Fast growth of battery market driven by electric vehicle (EV) and stationary energy storage system (ESS) segments has stimulated interest for lithium titanate Li₄Ti₅O₁₂ (LTO) with its low cost, perfect cycleability and excellent safety. Whereas low electric conductivity (10^-8 ÷ 10^–13S/cm) is a weak point of LTO, it can be compensated by the grain size reducing down to sub-micron even nano scales. In spite of modern level of nanotechnology development, the structural characterization is still mainly made by non-local methods. In this work we demonstrate that structural heterogeneity in commercial negative electrode material LTO with sub-micron grain size synthesized using standard solid-state method can be described not only thermodynamically, but also locally in terms of structural characterization of single particles using standard micro-Raman Spectroscopy together with Scanning Electron Microscopy.

Solid state synthesis of Li₄Ti₅O₁₂ was made using chemically pure titanium dioxide TiO₂ (anatase) and chemically pure lithium carbonate Li₂CO₃by the following reaction:

2Li₂CO₃ + 5TiO₂ = Li₄Ti₅O₁₂ + 2CO₂↑                                                                      (1)

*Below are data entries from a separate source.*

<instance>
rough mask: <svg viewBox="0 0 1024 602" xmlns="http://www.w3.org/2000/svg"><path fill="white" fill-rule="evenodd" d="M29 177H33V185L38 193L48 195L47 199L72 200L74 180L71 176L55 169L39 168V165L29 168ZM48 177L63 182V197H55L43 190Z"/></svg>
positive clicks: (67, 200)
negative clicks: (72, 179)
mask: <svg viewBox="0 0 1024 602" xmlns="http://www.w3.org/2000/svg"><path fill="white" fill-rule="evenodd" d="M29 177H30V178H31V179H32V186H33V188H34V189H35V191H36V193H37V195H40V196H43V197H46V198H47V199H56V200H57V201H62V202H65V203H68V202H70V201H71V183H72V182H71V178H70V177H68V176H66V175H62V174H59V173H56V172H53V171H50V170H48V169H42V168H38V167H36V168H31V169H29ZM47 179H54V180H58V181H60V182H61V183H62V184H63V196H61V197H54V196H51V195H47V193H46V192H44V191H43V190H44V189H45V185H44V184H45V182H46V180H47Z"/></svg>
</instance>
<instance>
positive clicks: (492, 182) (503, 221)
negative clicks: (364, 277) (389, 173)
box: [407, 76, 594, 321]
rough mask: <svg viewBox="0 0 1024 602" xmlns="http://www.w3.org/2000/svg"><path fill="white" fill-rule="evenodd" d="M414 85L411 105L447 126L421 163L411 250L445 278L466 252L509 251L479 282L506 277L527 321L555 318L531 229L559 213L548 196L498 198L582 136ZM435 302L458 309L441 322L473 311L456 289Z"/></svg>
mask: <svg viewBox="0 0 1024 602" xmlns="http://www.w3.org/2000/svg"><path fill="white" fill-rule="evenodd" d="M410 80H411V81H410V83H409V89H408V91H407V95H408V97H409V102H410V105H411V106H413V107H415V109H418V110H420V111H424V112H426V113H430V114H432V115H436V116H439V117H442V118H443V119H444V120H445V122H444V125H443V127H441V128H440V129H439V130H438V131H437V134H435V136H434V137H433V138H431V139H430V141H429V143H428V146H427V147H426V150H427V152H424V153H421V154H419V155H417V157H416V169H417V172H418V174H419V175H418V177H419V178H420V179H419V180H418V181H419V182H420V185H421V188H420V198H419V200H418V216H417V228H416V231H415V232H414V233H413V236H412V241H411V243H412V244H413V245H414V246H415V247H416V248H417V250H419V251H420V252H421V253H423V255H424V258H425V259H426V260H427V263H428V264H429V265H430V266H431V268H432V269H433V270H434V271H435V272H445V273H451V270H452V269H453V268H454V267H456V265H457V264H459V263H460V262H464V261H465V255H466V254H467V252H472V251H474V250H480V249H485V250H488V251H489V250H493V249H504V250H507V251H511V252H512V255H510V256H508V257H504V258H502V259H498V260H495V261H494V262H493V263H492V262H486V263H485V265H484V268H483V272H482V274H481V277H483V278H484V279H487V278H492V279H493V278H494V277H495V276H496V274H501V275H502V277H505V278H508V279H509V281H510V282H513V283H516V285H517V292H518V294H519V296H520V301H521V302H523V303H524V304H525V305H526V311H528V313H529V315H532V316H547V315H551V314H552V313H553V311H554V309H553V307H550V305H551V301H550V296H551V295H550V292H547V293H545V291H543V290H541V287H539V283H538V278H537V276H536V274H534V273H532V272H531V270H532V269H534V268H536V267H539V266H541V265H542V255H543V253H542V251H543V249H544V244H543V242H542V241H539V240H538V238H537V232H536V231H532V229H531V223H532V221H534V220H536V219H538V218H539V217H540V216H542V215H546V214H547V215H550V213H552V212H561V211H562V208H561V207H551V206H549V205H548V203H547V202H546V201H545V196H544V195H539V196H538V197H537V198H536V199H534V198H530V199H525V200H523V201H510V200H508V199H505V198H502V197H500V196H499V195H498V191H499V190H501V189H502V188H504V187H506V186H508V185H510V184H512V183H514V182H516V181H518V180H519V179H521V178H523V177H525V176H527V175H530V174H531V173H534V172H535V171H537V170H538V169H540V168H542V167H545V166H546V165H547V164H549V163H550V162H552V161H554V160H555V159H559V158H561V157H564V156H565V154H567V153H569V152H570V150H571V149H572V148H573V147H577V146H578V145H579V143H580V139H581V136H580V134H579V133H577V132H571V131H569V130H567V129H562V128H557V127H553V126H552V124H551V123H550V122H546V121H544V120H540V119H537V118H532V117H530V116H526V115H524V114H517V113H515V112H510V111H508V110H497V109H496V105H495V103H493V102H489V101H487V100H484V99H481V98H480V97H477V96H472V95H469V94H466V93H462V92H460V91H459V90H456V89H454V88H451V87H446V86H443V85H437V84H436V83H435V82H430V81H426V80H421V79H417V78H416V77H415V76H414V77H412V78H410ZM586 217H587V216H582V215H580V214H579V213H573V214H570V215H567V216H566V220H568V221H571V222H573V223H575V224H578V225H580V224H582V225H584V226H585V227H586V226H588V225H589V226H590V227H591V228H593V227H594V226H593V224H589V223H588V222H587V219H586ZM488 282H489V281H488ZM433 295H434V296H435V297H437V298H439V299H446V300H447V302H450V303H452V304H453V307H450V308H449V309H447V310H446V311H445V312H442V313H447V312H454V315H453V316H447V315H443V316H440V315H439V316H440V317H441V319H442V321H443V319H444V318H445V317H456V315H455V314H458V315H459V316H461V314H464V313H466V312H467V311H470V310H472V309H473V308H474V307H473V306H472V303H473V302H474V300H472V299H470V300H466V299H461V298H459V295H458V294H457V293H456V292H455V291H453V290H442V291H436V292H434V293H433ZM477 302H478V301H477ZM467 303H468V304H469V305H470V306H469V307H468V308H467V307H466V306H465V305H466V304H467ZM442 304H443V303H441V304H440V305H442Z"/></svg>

Our modification of usual solid-state method, based both on analysis of intermediate reactions and review of the published data, uses three consequent synthesis stages with intermediate grinding which increased influence surface layers on material physical properties. In order to simplify other phases observation we knowingly increased the content of phase diagram nearest compositions TiO₂ и Li₂TO₃by using partial (incomplete) synthesis with skipped third stage.

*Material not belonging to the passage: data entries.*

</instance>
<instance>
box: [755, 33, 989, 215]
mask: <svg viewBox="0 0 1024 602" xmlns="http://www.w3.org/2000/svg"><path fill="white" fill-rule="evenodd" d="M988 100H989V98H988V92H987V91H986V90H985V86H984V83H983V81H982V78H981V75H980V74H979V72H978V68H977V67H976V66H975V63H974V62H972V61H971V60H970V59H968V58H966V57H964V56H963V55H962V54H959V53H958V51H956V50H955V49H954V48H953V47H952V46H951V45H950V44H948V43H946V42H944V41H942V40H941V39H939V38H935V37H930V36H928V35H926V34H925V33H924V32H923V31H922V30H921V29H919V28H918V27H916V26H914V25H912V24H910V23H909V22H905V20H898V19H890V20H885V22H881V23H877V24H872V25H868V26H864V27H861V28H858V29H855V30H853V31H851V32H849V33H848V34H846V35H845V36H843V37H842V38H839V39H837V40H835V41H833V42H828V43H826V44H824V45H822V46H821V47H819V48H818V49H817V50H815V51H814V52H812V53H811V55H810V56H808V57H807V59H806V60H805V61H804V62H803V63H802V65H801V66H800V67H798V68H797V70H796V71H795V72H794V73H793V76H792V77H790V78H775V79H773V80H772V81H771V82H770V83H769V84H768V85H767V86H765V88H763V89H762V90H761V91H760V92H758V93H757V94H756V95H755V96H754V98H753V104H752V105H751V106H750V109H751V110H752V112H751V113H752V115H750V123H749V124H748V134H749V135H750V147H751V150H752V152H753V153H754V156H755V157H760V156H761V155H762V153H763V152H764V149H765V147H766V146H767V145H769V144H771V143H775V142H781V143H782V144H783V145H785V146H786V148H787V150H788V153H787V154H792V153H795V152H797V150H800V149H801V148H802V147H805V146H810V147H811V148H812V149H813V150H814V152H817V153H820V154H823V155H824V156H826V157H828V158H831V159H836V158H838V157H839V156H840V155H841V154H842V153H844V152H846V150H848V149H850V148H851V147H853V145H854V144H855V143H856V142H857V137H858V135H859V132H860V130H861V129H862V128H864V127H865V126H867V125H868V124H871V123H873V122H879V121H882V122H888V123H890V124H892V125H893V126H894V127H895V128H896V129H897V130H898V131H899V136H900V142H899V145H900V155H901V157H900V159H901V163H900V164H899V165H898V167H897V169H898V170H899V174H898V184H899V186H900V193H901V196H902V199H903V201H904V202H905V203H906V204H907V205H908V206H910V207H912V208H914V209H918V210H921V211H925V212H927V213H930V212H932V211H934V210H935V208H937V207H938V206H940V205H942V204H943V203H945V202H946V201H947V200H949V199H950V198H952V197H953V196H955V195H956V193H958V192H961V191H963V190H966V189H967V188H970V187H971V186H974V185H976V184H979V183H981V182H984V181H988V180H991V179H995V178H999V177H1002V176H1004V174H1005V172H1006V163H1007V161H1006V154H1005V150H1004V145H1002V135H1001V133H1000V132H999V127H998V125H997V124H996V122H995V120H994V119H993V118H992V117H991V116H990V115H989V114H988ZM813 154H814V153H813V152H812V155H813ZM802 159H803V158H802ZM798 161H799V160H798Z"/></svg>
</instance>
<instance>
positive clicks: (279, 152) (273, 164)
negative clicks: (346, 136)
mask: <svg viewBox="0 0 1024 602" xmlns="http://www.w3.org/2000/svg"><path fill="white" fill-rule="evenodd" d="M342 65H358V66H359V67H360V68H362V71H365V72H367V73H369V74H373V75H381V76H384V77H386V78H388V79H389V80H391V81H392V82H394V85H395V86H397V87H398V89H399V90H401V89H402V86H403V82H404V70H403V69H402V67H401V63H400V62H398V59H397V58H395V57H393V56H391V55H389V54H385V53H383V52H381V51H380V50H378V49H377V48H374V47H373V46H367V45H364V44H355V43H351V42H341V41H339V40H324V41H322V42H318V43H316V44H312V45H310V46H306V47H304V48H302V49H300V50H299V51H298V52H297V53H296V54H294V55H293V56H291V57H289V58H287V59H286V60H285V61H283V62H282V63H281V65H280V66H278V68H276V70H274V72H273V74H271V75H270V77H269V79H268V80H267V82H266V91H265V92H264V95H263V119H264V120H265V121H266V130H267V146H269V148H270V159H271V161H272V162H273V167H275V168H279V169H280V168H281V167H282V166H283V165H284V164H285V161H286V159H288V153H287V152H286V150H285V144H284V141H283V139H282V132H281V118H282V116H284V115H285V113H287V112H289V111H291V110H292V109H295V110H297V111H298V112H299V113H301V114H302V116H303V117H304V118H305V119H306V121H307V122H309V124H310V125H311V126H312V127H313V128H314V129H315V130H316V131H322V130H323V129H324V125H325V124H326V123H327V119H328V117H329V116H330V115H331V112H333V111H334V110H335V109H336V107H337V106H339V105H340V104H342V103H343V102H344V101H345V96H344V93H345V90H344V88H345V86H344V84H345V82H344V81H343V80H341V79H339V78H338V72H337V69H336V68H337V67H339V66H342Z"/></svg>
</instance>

Raman spectra of single particle (Figure 1) clearly demonstrate heterogeneity of phase transformations during reaction (1) and allow making us some conclusions about the processes peculiarities which can’t be made otherwise.

Figure 1: SEM images and corresponding Raman spectra of single particles of (b) final phase Li₄Ti₅O₁₂ and two nearest phases: (a) Li₂TiO₃ and (c) TiO₂ rutile. SEM images sizes are 0.8×1.0 µm.